Zadie Smith: ‘The Greatest Thing About Manhattan Is The Worst Thing About Manhattan’


Zadie Smith may be British, but the author has been living in Manhattan and Queen’s Park in London for nearly a decade. In Smith’s estimation, that’s enough time for her share a treatise on how she sees the world and what it’s like to be a modern Manhattanite in The New York Review of Books.

For a foreigner’s perspective, Zadie’s is pretty positive — which is might surprise those who have read her rather critical debut novel White Teeth. Still, the central message of Smith’s love/hate letter to Manhattan is clear: Find your beach.

“Here the focus is narrow, almost obsessive. Everything that is not absolutely necessary to your happiness has been removed from the visual horizon. The dream is not only of happiness, but of happiness conceived in perfect isolation. Find your beach in the middle of the city. Find your beach no matter what else is happening. Do not be distracted from finding your beach. Find your beach even if — as in the case of this wall painting — it is not actually there. Create this beach inside yourself. Carry it with you wherever you go.”

Zadie’s remarks come from what many transplants to New York complain about — the simultaneous coldness and friction that come along with living in a city that’s always on the move. It’s something that Smith notes she’s finally grown accustomed to.

“I have to get used to old New York ladies beside themselves with fury that I have stopped their smooth elevator journey and got in with some children. I have to remember not to pause while walking in the street — or during any fluid-moving city interaction — unless I want to utterly exasperate the person behind me. Each man and woman in this town is in pursuit of his or her beach and God help you if you get in their way… To live in a city where everyone has essentially the same tunnel vision and obsessive focus as a novelist is to disguise your own sociopathy among the herd.”
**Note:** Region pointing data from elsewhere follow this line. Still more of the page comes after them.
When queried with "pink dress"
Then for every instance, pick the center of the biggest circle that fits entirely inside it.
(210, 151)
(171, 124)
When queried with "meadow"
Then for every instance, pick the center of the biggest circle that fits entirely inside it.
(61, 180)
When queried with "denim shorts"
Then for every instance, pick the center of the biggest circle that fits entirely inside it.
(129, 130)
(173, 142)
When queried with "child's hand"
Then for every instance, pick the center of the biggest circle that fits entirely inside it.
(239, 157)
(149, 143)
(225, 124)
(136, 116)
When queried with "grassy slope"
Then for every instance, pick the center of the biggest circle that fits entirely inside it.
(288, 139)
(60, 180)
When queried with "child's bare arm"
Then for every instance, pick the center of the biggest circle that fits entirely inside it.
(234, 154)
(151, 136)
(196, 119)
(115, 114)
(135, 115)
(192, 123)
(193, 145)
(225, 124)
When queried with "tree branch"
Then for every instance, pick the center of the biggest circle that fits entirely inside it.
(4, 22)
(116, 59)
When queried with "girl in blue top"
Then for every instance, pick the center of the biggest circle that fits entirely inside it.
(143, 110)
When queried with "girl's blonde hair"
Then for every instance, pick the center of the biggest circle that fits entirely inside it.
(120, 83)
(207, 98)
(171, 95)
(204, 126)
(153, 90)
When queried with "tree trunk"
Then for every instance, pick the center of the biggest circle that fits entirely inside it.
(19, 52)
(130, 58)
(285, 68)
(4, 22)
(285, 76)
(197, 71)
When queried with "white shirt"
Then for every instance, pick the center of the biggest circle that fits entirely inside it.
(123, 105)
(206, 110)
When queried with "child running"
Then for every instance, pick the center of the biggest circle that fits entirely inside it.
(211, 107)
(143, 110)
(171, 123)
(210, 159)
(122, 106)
But there’s also a strong sense of admiration of Manhattan that Zadie clearly holds from the essay. For every feeling of lack of focus, time and space to achieve one’s goals — there’s another facet that keeps Smith living in the area.

“Under the protection of a university I live on one of the most privileged strips of built-up beach in the world, among people who believe they have no limits and who push me, by their very proximity, into the same useful delusion, now and then.'”

Zadie Smith is the author of four novels, all of which have received widespread acclaim.